Ou la X 4.0Il devait mesurer 12,20 mètres de long, mais la coque n'atteint que 11,50 mètres et 12,09 mètres avec le beaupré, ce qui n'est pas rien. Il suffit de regarder les Hanse 360Le dernier bateau de Greifswald : 10,60 mètres au lieu de 10,98, mais il atteint 11,18 mètres avec le beaupré et est même plus long que la désignation en pieds. Cela peut prêter à confusion, mais ce n'est pas nouveau : depuis toujours, le nom ne correspond pas exactement aux dimensions. Ou alors, il suffit de regarder le dernier Elan. Les Slovènes ont récemment présenté un bateau modifié, le Impression 45. Il s'avère qu'il s'agit simplement du fameux Impression 43, mais avec un beaupré en standard. Le hic, c'est que le 43 en était déjà équipé, du moins en option.
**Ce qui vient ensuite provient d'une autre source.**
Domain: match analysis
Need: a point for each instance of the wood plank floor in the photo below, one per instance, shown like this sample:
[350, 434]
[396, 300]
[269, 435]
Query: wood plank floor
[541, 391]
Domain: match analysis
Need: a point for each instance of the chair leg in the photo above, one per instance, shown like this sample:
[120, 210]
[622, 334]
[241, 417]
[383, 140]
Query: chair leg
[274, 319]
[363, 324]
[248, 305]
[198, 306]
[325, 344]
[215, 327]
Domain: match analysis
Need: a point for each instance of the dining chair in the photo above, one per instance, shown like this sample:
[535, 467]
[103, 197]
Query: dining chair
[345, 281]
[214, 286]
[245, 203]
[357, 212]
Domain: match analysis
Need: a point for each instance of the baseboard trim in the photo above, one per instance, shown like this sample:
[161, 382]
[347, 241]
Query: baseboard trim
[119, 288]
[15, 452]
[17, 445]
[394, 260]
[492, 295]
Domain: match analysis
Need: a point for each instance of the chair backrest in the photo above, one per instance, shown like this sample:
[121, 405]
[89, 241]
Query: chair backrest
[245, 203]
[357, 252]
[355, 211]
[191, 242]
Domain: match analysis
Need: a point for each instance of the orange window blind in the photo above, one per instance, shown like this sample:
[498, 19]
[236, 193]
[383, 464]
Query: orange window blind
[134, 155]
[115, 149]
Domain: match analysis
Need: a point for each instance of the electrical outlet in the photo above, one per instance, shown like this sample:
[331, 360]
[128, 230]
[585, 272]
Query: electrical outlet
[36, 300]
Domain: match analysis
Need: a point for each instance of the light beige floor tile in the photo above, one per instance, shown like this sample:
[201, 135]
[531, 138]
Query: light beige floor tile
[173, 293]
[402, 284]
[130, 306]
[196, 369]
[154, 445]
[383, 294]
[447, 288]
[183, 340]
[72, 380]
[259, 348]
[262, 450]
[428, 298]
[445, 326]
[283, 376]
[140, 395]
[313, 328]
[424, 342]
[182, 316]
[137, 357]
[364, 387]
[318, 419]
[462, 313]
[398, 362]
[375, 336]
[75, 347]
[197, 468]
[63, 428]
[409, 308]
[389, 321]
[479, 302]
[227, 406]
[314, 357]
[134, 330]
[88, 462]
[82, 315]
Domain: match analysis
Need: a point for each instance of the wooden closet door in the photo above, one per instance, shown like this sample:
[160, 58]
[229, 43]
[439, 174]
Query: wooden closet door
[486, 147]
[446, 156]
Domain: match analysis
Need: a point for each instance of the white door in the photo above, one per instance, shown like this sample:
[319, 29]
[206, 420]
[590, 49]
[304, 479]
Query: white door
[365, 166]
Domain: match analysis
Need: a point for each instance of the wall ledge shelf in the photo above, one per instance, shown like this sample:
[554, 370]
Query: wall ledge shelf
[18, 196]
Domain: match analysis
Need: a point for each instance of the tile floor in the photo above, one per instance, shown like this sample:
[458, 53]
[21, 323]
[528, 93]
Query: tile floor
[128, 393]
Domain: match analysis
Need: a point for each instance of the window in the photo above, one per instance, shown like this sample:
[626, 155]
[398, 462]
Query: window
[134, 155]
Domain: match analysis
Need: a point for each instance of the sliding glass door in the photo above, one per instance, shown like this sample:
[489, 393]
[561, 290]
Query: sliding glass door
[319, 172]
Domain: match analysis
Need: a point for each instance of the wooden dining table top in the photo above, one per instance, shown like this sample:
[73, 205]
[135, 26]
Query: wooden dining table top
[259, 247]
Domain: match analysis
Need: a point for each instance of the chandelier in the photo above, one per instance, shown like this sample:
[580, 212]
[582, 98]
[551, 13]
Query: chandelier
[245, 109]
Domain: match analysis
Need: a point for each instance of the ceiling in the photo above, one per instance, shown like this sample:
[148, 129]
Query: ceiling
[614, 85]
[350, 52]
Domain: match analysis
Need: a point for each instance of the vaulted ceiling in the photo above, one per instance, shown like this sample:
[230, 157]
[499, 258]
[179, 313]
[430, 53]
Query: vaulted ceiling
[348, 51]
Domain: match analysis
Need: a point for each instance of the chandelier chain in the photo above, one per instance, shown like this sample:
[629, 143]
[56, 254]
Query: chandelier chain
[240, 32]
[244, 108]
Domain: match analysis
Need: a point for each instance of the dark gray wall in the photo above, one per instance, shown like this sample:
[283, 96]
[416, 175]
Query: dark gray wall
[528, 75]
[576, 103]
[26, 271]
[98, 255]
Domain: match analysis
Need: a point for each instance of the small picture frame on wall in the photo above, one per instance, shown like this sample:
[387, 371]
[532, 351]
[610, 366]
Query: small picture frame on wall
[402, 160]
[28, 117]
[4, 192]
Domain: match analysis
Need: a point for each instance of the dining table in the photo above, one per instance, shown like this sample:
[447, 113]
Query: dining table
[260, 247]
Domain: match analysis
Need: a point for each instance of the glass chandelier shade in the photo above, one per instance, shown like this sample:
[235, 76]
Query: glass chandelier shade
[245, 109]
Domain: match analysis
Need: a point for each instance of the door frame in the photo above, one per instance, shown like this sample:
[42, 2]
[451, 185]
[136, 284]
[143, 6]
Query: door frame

Elan désigne cette mesure de manière assez euphémique comme une extension de la coque.
Le client ou l'intéressé se pose alors la question suivante : s'agit-il d'un éblouissement flagrant, d'un marketing agressif ou simplement d'un embellissement justifié ?
Prenons les choses avec légèreté : le nombre dans le nom du bateau peut provenir de la désignation en pieds, mais il n'est nulle part attesté, fixé ou prescrit en tant que tel. Un Vindö 40, par exemple, tire le chiffre de son nom de la surface de voile, dans la bonne tradition scandinave, comme les croiseurs d'archipel. En tout cas, je ne peux pas m'énerver face à ce jeu de chiffres. En fait.
Les chantiers navals avancent désormais l'argument du grand volume. Un yacht de 32 pieds offre aujourd'hui autant d'espace qu'un bateau de 37 pieds autrefois. De la place pour ranger, des couchettes plus larges, des coffres plus grands, une impression d'espace plus grande et, en plus, plus de hauteur intérieure. Autant de caractéristiques qui n'aident guère la vertu première d'un voilier, à savoir les caractéristiques de navigation. Les moqueurs parlent même de la hauteur sous le vent.
Dans cette mesure, l'argumentation des chantiers navals n'est peut-être vraie qu'en apparence : à longueur donnée, un bateau moderne est aujourd'hui plus grand que les générations précédentes plus étroites, oui. Mais convertir cela d'une manière svelte est tout de même osé. Où se situe par exemple le critère de comparaison dans le futur, si les bateaux deviennent encore plus volumineux ? Les désignations modernes sont donc trompeuses. En tant que client, il faut le savoir et, en cas de doute, utiliser la calculatrice ou regarder la longueur réelle de la coque.
La question de la longueur, entre fiction et vérité, revêt également un autre aspect. Une désignation trop grande pourrait attirer l'attention de capitaines de port trop ambitieux. Le propriétaire voudra finalement payer en fonction de la longueur réelle de la coque, et non en fonction de la mesure marketing plus large du chantier naval. La capitainerie pourrait exiger un paiement plus élevé. Une anecdote populaire sur Piet Busch, l'ancien capitaine de port presque légendaire de Damp, va dans ce sens. Il avait l'habitude d'effrayer les propriétaires avec une tronçonneuse en marche devant l'étrave et l'annonce qu'il allait tailler le bateau à la taille indiquée.
Les chantiers navals devraient également l'envisager.